研究実績の概要 |
皮膚のメルケル細胞癌(MCC)の多くがポリオーマウイルス(MCPyV)関連神経内分泌癌であると近年判明している。MCCの予後不良に関与する分子生物学的異常については十分解明されていない。SWI/SNF複合体はクロマチン構造の改変に関わる蛋白群で、癌抑制因子としての機能を持ち、その異常が多くの腫瘍の発生や進展に関わることが知られている。我々はMCCにおけるSWI/SNF複合体構成蛋白の発現異常と、それらが予後を含めた臨床病理学的因子に及ぼす影響を検討した。MCCの50例(MCPyV陽性30例,陰性20例)に対しBRG1, BRM, INI1, ARID1Aの免疫染色を施行し、発現の消失・減弱と臨床病理学的因子との比較を行った。BRG1, BRM, INI1, ARID1Aの消失・減弱はそれぞれ5例(10%), 2例(4%),0例,0例で見られた。BRG1の消失・減弱例とそれ以外との間で年齢、性別、病期、MCPyVの有無、予後を比較したが有意な差は認めなかった。MCCにおけるSWI/SNF発現異常の寄与は少ないと考えられる。 Long non-coding RNAのNEAT1(Nuclear Enriched Abundant Transcript 1)はparaspeckle形成に必須の因子で、ウイルス感染時に発現されて種々のcytokineを誘導することが知られている。MCC27例の解析でも、MCPyV陽性MCCはMCPyV陰性MCCより有意にNEAT1発現が高く、paraspeckle(SFPQ)も約2倍になっていた。
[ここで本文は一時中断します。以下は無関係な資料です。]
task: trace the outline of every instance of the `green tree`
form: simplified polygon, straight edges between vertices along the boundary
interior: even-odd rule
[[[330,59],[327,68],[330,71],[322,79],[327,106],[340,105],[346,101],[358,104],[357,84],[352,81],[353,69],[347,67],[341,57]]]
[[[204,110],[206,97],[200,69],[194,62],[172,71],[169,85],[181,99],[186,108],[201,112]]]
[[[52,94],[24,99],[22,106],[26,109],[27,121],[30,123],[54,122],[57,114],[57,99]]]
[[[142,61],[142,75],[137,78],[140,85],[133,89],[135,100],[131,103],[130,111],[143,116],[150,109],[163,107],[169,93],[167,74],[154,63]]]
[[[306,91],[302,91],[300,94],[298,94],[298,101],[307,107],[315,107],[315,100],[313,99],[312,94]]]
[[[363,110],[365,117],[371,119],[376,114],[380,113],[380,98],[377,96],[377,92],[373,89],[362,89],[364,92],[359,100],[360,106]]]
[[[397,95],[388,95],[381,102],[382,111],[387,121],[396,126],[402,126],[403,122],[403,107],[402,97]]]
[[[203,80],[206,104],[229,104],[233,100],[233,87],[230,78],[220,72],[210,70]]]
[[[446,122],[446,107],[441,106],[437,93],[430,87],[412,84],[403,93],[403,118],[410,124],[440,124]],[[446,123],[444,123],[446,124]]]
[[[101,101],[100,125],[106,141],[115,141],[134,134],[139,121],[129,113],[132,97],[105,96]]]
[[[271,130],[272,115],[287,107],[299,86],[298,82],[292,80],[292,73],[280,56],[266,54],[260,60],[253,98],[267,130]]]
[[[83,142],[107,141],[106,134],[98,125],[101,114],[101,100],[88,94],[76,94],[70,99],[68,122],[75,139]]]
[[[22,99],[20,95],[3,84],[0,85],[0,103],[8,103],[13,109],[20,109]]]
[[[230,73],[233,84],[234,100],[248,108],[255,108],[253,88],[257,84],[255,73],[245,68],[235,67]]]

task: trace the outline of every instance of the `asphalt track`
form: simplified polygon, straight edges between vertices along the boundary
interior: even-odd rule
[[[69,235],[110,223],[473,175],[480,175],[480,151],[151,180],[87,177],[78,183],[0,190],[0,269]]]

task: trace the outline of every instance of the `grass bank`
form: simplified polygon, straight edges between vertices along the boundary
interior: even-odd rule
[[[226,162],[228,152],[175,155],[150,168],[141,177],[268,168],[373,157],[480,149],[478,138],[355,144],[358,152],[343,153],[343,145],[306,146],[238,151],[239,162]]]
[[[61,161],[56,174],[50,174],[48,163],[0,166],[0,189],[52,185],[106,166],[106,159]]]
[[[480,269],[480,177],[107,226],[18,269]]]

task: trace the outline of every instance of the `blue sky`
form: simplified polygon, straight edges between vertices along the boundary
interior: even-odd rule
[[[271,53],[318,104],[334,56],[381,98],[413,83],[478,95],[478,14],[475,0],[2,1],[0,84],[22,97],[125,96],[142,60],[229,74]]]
MCPyV陽性MCCとSFPQ-ChlP seq dataで1.5倍以上増加した遺伝子から15種類のNEAT1関連遺伝子を同定した。その中の一つの接着因子関連遺伝子GNB1L2の蛋白発現がMCPyV陽性MCCで有意に高いことを示した。
|
今後の研究の推進方策 |
1.免疫調節因子のIDO1と同じトリプトファン代謝経路でのTDO2酵素、キヌレニン、これらの標的であるaryl hydrocarbon receptor(AhR)の発現とMCCにおける腫瘍と腫瘍微小環境における発現と腫瘍ウイルスや予後等の臨床病理学的因子との相関を明らかにしたい。 2.同時に免疫調節因子として有名なPD-1, PD-L1のMCCでの発現とウイルス感染や予後などの臨床病理学的因子との相関を検索する。 3.MCCの発癌機序としてDNAミスマッチ修復機構に関与する遺伝子産物のMLH1, MSH2, MSH4,PMS2の発現の有無とウイルス感染や予後などの臨床病理学的因子との相関を検索する。 4.MCPyV感染のin vitro実験系の樹立に向けて試行を行う。 5.今まで学会発表しているが論文掲載に至っていないデータをできるだけ英文原著として投稿して掲載につなげる。